Jardin des Plantes in Paris. His wilderness is presented as a beautifully arranged herbarium: leaf upon leaf, one blade of grass beside the next. Rousseau’s jungle is a well-composed symphony in green, a meticulously painted collage of flora and fauna. At the very centre, with other animals looking on, we are witness to a life-and-death struggle.

ROUSSEAU, HenriThe Jardin du Luxembourg

A bombastic inscription on the back of the painting proclaims "A View of the Jardin du Luxembourg. The Monument to Chopin.Composition." Following the example of recognized masters, Rousseau found an interesting motif and then worked it up, perfecting the composition in the studio.

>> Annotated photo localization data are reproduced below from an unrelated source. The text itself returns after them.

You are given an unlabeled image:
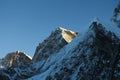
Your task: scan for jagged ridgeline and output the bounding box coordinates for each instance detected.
[28,20,120,80]
[0,18,120,80]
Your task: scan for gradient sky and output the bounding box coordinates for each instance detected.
[0,0,119,58]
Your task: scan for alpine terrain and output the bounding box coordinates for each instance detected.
[0,3,120,80]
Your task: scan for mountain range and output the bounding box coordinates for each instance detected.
[0,18,120,80]
[1,0,120,80]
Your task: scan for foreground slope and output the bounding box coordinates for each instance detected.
[28,20,120,80]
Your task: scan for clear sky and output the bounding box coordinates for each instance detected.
[0,0,119,58]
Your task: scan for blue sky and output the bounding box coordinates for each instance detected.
[0,0,118,58]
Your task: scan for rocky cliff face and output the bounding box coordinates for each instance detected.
[32,27,78,62]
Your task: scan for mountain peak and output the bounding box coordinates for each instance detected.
[2,51,32,68]
[89,17,101,27]
[32,27,78,62]
[88,18,105,32]
[56,27,78,43]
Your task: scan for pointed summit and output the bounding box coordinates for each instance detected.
[56,27,78,42]
[32,27,78,62]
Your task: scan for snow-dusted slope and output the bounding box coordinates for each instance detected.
[32,27,77,62]
[28,20,120,80]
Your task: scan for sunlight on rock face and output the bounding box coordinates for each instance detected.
[59,27,78,43]
[4,51,32,68]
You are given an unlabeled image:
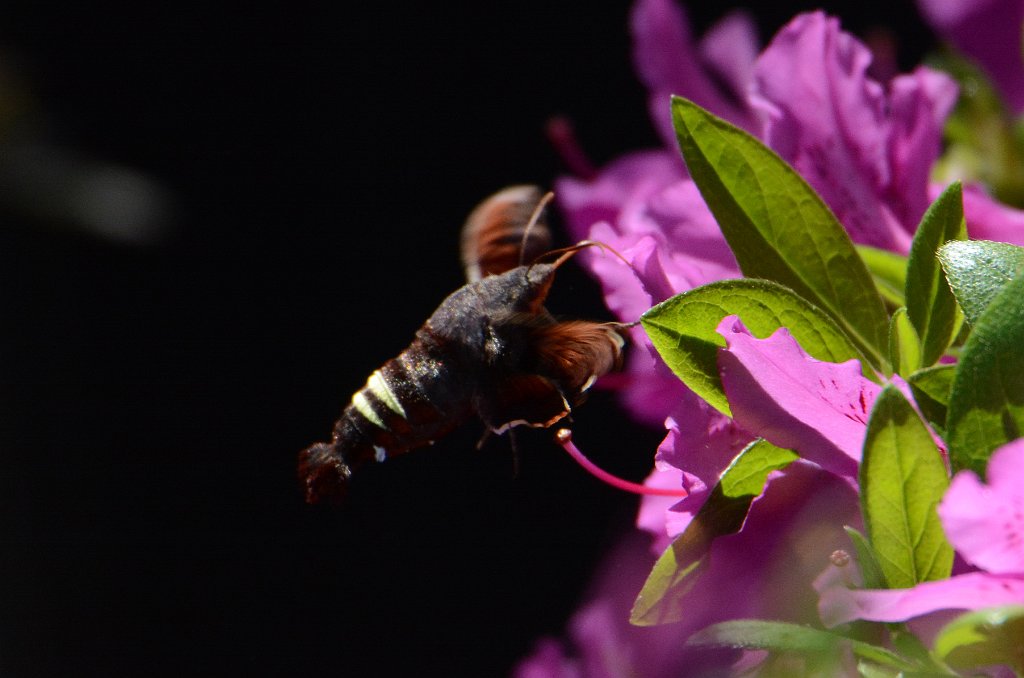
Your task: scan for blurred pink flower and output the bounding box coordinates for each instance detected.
[917,0,1024,114]
[818,440,1024,627]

The thoroughly executed, immobile, and trivial details

of his landscapes come together in meaningful "dumb scenes" that prompted a contemporary to dub him "the dreamer of reality.

ROUSSEAU, Henri

(Le Douanier)

French painter Henri Julien Félix Rousseau, called Le Douanier [the customs officer] the epithet his friends later used although he was a tax collector for more than 20 years before he retired to paint (1893). He was an ambitious, self-taught naive painter. Rousseau admired past academic artists like Bouguereau, and took direct inspiration from the Jardin des Plantes, but he was adopted by the leaders of modern art, with Apollinaire often acting as publicist. Rousseau measured

Apollinaire for his portrait alongside Marie Laurencin in La Muse inspirant le poete: the resemblance is gauche yet unmistakable.

Although he claimed to have lived in Mexico in his youth, he later admitted that the claim was false. The only tropical vegetation Rousseau ever saw was in Parisian greenhouses, and his remarkable landscapes had no counterpart in

nature. His painted jungles are an organized profusion of carefully defined yet fantastic plants, half-concealing various wild animals with startlingly staring eyes. These scenes are rendered in a vivid, almost hypnotic folk style. The finest ones include The Snake Charmer (1907; Musée du Louvre, Paris) and The Dream (1910; Museum of Modern Art, New

York). With the same approach Rousseau employed in painting the familiar (e.g., Village Street Scene, 1909; Philadelphia Museum of Art), he painted the haunting and dreamlike Sleeping Gypsy (1897; Museum of Modern Art, New York).

Rousseau exhibited at the Salon des Indépendants from 1886, but did not become well known until the early years of the 20th century when he was "taken up" by Picasso, Apollinaire, and other members of the Parisian avant garde. In his

honour Picasso organised a banquet in the Bateau-Lavoir in 1908, attended by artists and writers.